As of the end of 2013, PEPFAR has supported countries in eastern and southern Africa to perform more than 4.7 million VMMC services for HIV prevention.
With an estimated 1.6 million people in sub-Saharan Africa becoming newly infected each year--a phenomena that still outpaces the expansion of treatment--increasing the number of males who are circumcised is a major programmatic priority for the U.S. Government under PEPFAR. This program is also aligned with PEPFAR's broader effort to scale up combination prevention--a strategy that includes other key scientific interventions such as preventing mother-to-child transmission and treatment as prevention, to achieve an AIDS-free generation.

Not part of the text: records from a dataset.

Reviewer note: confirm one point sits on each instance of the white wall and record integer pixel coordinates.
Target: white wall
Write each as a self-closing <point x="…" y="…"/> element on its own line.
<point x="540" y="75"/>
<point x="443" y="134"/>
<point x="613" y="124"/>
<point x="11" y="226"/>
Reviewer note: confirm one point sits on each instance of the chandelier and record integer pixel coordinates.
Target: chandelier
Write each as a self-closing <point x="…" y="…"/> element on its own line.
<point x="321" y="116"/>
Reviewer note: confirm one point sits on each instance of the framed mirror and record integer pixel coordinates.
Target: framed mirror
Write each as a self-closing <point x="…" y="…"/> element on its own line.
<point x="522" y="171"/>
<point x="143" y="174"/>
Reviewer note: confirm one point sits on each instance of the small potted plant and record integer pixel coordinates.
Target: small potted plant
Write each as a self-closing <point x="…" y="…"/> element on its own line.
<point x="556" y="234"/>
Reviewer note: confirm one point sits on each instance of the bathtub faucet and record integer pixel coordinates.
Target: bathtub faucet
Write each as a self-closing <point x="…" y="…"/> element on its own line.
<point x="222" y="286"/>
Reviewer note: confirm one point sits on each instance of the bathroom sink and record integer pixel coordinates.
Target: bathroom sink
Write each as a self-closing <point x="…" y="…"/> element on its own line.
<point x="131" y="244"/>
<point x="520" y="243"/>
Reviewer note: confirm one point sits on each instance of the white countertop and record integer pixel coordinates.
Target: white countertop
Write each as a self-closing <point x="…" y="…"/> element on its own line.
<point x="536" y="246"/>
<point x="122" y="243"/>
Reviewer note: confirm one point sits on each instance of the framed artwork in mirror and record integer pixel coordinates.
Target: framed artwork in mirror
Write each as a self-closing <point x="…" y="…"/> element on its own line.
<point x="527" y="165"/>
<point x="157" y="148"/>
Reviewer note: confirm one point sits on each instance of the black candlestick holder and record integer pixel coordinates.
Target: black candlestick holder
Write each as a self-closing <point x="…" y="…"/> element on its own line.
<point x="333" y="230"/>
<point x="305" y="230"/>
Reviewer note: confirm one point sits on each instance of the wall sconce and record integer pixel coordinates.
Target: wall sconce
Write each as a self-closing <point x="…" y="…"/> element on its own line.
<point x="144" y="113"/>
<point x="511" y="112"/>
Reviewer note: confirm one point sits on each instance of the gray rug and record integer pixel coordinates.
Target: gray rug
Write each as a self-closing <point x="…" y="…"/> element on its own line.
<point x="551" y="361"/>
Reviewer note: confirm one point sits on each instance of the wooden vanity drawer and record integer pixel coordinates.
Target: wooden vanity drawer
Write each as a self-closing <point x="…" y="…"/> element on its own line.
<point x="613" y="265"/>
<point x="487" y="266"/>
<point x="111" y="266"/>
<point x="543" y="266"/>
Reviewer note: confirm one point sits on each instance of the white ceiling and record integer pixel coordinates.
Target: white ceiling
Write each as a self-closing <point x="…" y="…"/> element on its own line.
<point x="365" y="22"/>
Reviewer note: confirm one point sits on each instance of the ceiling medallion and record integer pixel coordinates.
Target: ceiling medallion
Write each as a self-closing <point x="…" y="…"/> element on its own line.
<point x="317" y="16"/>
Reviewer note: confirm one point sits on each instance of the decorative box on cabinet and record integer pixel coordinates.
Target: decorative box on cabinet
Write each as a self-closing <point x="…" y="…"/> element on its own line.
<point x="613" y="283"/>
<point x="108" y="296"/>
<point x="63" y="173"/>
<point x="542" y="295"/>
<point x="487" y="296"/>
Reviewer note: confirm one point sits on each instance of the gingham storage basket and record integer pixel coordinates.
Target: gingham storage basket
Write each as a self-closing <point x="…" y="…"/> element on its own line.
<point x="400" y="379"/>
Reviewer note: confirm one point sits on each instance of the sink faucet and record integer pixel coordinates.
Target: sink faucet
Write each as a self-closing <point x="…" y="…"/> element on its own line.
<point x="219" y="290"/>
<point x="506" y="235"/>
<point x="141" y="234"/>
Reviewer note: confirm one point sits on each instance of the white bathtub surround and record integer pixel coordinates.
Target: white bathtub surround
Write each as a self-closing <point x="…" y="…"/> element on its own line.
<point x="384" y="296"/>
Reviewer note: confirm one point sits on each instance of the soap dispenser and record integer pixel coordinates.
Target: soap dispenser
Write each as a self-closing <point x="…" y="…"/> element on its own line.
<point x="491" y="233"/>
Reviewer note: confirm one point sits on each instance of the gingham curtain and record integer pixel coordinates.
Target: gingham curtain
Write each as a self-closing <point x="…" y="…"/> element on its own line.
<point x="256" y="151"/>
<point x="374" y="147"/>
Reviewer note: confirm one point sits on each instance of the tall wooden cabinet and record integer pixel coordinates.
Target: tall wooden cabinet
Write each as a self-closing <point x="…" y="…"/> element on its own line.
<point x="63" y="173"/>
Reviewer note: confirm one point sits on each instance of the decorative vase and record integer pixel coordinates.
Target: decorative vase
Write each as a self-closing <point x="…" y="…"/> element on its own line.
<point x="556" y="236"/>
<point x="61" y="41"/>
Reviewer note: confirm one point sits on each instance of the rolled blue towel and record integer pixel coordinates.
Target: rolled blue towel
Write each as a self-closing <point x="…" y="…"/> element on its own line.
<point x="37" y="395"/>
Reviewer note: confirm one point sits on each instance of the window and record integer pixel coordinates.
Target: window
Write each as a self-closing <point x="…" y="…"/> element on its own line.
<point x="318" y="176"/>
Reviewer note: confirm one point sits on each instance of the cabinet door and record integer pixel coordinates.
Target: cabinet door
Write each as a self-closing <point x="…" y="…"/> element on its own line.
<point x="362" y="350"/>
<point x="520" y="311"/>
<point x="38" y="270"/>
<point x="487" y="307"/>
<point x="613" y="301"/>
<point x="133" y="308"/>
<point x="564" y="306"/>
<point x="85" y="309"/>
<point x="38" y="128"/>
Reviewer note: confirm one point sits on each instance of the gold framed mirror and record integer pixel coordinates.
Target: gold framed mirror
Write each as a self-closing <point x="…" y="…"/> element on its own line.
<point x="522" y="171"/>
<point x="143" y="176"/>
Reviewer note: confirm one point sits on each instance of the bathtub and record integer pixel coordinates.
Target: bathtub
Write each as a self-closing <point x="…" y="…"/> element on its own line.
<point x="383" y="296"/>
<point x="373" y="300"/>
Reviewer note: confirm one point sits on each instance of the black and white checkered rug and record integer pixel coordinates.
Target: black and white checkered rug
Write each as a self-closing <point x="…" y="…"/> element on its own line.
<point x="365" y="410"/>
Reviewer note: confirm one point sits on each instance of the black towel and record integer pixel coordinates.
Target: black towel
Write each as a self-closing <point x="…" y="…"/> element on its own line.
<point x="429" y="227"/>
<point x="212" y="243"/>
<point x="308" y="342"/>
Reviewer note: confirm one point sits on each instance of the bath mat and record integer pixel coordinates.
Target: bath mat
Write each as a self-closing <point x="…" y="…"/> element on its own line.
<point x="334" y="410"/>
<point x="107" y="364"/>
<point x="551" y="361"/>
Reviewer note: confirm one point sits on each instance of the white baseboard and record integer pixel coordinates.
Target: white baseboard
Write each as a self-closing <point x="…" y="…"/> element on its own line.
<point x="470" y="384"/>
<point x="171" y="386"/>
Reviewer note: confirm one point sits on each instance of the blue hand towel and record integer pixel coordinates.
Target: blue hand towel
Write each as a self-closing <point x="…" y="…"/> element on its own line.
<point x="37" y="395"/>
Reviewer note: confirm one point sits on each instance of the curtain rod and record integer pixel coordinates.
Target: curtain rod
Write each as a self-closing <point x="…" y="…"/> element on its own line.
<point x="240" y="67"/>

In 2007, the World Health Organization and UNAIDS issued recommendations to implement VMMC in regions with high HIV infection and low male circumcision prevalence. Since then, PEPFAR has been at the forefront of providing technical and financial support to 14 priority countries in Eastern and Southern Africa to introduce, launch and accelerate the scale-up of this effective HIV prevention intervention. In December 2011, a collaborative effort undertaken by UNAIDS, PEPFAR, WHO, the Bill and Melinda Gates Foundation and the World Bank, led to the launch of a five-year action framework to further accelerate the scale-up of VMMC in these priority countries.
"What has been achieved in a relatively short period of time is remarkable and a testament to what the international community can accomplish if it works together with countries hardest hit by the epidemic," said Ariel Pablos-Mendez, assistant administrator for global health at USAID. "Through its work under PEPFAR, USAID is committed to improving health systems that are able to deliver a high volume of VMMC services as well as services that are efficient, cost-effective and in high demand. The VMMC story holds great lessons for many other public health interventions."